Q&A: Sisiku Ayuk Tabe
So-called ‘Ghost town’ protests have brought Cameroon’s Anglophone regions to a standstill since the beginning of the year, resulting in numerous school closures. One grievance is a perceived lack of English language provision at schools for Anglophone children and some see it as an effort by the Francophone government to repress the English-speaking minority.
“When they realise that they cannot take the children to school they will imprison their fathers, they will arrest their parents and lock them up,” says Ayuk Tabe. The stay-at-home protest continued in Bamenda on Monday. On Tuesday, local government officials responded by closing the market.
"If respecting the ghost-town [movement] is anything to go by, I can tell you they will not send their children to school," says the SCACUF leader, referring to the officially designated start of the school term on 4 September.
The government has deployed an additional 400 gendarmes to the Anglophone regions, according to an official note dated 22 August and signed by Secretary of State Jean-Baptiste Bokam who is responsible for the Gendarmerie.
The operation is intended to safeguard the start of the school term from the “persistent threat of activists”, the note says.

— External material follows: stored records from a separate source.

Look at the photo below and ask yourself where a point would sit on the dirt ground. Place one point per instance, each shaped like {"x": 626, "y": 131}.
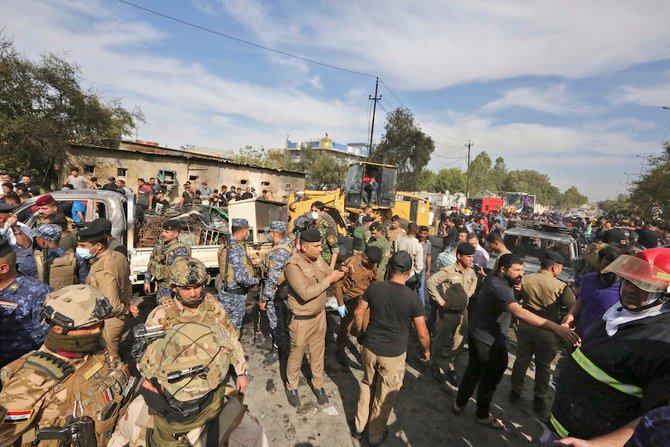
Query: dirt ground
{"x": 421, "y": 417}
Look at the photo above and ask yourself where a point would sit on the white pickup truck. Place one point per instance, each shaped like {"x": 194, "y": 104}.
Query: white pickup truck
{"x": 120, "y": 210}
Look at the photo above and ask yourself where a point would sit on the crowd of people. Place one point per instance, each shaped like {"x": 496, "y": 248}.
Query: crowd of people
{"x": 66, "y": 304}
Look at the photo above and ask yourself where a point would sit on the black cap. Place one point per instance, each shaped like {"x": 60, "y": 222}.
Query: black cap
{"x": 311, "y": 235}
{"x": 172, "y": 224}
{"x": 6, "y": 207}
{"x": 5, "y": 248}
{"x": 465, "y": 249}
{"x": 373, "y": 253}
{"x": 401, "y": 260}
{"x": 556, "y": 257}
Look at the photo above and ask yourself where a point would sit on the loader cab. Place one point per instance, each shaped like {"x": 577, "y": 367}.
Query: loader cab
{"x": 370, "y": 183}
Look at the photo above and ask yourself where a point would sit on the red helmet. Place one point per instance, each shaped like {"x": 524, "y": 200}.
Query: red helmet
{"x": 649, "y": 269}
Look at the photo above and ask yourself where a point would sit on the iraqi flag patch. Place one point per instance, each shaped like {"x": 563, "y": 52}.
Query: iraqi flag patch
{"x": 16, "y": 416}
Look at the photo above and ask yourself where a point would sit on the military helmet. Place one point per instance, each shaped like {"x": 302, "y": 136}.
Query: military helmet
{"x": 76, "y": 306}
{"x": 191, "y": 360}
{"x": 186, "y": 271}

The additional gendarmes will join 959 already deployed as part of a 128-day operation ordered by the head of state.
“I don't know any child in this world who'll go to school because he or she has been dragged by a policeman or army officer,” says Ayuk Tabe, who is considered by some as the de facto president of the Anglophone regions.
Several Anglophone leaders have been jailed and charged with terrorism since the start of the protests. They played a role organising the demonstrations and have denied the charges against them.
Furthermore, the government switched off the internet in the Anglophone regions for three months in response to the crisis. Online access was switched back on in April.
“Let them deploy all the soldiers that they have in Cameroon - schools will not start,” says lawyer Eyambe Elias Ebai, Deputy Secretary General, Cameroon Anglophone Civil Society Consortium. “For instance, 10 students for one soldier – is it going to be enough,” questions Elias Ebai, whose Consortium group helped start the ghost town demonstrations.
Cameroon was divided up into French and British administrative zones as laid out in the 1919 London Declaration. The British zone represented some 20 per cent of the country before Cameroon became a country, comprising both the British and French zones, gaining independence in 1961.